Tensor product of two finitely-generated modules over a local ring is zero
Solution 1:
From $M\otimes_RN=0$ we get $R/\mathfrak m\otimes_R (M\otimes_R N)=0$. Then it follows that $(R/\mathfrak m\otimes_R M)\otimes_{R/\mathfrak m}(R/\mathfrak m\otimes_R N)=0$. But $R/\mathfrak m\otimes_R M\simeq M/\mathfrak mM$ and similarly $R/\mathfrak m\otimes_R N\simeq N/\mathfrak mN$. Since $M/\mathfrak mM$ and $N/\mathfrak mN$ are $R/\mathfrak m$-vector spaces, it follows that $M/\mathfrak mM=0$ or $N/\mathfrak mN=0$, that is, $M=\mathfrak mM$ or $N=\mathfrak mN$, so by Nakayama we have $M=0$ or $N=0$.

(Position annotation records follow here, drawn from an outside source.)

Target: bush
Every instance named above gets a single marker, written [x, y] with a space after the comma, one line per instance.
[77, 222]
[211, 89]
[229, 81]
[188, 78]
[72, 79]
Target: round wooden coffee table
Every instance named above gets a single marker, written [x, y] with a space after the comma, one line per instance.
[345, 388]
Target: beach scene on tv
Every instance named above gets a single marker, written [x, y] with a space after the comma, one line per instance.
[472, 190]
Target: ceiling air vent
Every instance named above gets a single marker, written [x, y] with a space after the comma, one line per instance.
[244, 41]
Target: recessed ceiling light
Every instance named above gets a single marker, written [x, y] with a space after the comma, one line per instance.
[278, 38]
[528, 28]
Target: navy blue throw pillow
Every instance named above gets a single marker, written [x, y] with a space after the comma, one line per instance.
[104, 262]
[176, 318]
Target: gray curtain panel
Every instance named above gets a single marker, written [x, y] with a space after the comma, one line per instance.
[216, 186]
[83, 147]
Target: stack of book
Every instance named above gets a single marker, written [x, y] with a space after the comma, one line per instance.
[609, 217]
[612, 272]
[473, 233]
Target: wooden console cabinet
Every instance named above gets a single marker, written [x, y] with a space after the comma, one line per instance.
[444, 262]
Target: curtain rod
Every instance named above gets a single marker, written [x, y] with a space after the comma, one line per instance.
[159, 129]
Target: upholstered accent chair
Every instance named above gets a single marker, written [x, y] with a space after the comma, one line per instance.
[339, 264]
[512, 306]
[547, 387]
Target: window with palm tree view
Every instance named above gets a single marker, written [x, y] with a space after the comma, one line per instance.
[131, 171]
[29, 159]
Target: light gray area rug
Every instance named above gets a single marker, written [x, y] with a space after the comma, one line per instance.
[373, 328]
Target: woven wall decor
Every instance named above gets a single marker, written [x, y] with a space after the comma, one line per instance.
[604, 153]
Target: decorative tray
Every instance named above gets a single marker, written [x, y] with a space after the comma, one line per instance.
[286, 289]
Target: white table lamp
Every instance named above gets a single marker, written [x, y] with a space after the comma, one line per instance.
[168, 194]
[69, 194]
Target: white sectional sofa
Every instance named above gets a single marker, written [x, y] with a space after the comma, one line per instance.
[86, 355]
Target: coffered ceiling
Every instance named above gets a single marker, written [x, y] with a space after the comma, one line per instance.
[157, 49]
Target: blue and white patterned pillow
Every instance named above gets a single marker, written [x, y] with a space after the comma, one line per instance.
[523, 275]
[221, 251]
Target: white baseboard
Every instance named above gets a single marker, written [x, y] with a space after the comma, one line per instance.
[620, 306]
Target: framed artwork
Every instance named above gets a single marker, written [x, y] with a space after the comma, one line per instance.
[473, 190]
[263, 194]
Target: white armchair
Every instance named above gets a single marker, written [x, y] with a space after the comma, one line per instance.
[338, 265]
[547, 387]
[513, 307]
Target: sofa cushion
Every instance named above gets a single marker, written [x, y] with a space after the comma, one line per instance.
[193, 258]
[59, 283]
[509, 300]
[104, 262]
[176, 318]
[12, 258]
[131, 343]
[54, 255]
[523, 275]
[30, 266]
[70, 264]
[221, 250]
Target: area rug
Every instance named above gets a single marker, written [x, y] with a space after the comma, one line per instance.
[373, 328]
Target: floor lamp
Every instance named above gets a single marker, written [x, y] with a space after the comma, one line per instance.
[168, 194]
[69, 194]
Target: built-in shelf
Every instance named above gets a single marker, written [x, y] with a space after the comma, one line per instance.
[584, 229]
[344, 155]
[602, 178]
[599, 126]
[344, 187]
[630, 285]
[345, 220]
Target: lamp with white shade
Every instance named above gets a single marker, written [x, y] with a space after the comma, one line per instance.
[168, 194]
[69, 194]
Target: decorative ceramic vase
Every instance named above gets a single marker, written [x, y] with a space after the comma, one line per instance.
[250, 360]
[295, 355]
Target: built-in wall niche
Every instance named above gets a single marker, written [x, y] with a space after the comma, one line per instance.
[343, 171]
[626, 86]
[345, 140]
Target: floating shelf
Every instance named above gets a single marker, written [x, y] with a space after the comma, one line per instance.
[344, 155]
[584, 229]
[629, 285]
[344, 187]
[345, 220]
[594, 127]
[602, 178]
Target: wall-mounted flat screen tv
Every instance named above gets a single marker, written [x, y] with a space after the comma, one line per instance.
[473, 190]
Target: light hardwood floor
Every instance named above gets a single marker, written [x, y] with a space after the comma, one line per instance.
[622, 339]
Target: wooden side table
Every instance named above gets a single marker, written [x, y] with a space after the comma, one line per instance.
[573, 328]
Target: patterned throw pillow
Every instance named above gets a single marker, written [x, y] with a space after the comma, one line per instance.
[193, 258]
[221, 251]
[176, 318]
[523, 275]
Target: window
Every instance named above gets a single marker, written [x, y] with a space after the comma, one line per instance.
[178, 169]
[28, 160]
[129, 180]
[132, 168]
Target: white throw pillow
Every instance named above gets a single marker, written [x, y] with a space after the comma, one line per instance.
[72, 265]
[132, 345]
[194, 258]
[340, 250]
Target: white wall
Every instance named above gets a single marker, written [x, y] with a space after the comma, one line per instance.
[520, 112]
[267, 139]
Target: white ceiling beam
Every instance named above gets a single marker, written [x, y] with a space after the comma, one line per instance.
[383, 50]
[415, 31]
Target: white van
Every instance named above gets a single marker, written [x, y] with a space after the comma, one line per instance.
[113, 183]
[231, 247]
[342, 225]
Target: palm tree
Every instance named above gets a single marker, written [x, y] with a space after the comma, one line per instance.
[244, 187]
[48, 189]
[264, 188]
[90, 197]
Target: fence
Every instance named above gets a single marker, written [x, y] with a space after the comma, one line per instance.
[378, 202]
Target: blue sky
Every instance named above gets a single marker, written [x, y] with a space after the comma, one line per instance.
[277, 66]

Edit. For proving $$R/\mathfrak m\otimes_R (M\otimes_R N)\simeq(R/\mathfrak m\otimes_R M)\otimes_{R/\mathfrak m}(R/\mathfrak m\otimes_R N)$$ use the associativity and the following property of tensor product: $L\otimes_SS\simeq L$, where in this case $S=R/\mathfrak m$ and $L=R/\mathfrak m\otimes_RM$.